Today is National Girls and Women in Sports Day, so it is an obvious choice to feature Jackie Court! When I was President of the Women’s Sports Foundation in the mid-90s, fighting for Title IX was at the center of our movement.
Title IX is a law passed in 1972 requiring gender equity for boys and girls in every educational program that receives federal funding.
Settled after seven years in 1996, Cohen vs. Brown University was a landmark case that set the stage for female athletes to have equal access to sports, college scholarships, and much more. Amy Cohen was a gymnast at Brown and who was her coach? Jackie Court!
All gymnasts know how influential a great coach is – but what Jackie Court represented is the incredible impact that access to sports for girls has for everyone. (Read more about her here.)
Jackie was the voice in the early development of women’s gymnastics in Rhode Island. She organized the first tri competitive high school meet and USAG state meet. She was Rhode Island’s first state chairperson and held the position for 18 years. She was the first minority coach hired at Brown University, developed the competitive gymnastics program and coached for 33 years before retiring. She was always an active supporter of equality for women in sports.
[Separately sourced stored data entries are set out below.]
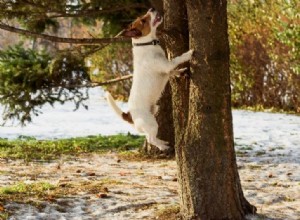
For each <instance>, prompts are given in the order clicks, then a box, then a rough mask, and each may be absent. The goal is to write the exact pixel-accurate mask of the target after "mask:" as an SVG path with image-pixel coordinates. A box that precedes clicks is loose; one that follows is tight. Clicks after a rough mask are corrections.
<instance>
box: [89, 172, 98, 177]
mask: <svg viewBox="0 0 300 220" xmlns="http://www.w3.org/2000/svg"><path fill="white" fill-rule="evenodd" d="M87 175H88V176H96V173H94V172H89V173H87Z"/></svg>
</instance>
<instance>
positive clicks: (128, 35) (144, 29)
mask: <svg viewBox="0 0 300 220" xmlns="http://www.w3.org/2000/svg"><path fill="white" fill-rule="evenodd" d="M150 32H151V15H150V13H147V14H145V15H144V16H142V17H139V18H137V19H136V20H135V21H134V22H132V24H131V25H130V27H129V28H128V29H126V30H124V31H123V32H122V33H121V36H124V37H133V38H139V37H143V36H147V35H148V34H149V33H150Z"/></svg>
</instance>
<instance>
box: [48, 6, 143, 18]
mask: <svg viewBox="0 0 300 220" xmlns="http://www.w3.org/2000/svg"><path fill="white" fill-rule="evenodd" d="M135 8H144V9H145V8H147V7H146V5H145V4H139V3H136V4H131V5H123V6H121V5H120V6H118V7H114V8H109V9H101V10H93V9H89V10H83V11H73V13H66V12H65V11H64V12H55V13H57V14H54V15H49V16H48V18H58V17H87V16H88V17H92V16H99V15H103V14H109V13H113V12H119V11H128V10H131V9H135ZM75 12H76V13H75Z"/></svg>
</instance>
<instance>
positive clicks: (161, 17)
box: [153, 12, 162, 26]
mask: <svg viewBox="0 0 300 220" xmlns="http://www.w3.org/2000/svg"><path fill="white" fill-rule="evenodd" d="M161 19H162V16H161V15H160V14H159V13H158V12H157V13H156V16H155V18H154V21H153V26H155V25H156V24H157V23H159V22H160V21H161Z"/></svg>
She was recognized by the NCAA Gymnastics Association for her support and actions that improved the betterment of college sports for women through Title IX.
Jackie continued to judge after coaching and passed away in 2020. Her son John Court is now the head coach for the University of Arizona’s women’s gymnastics team.
We are proud to honor Jackie Court, an inspiring trailblazer who paved the way for so many!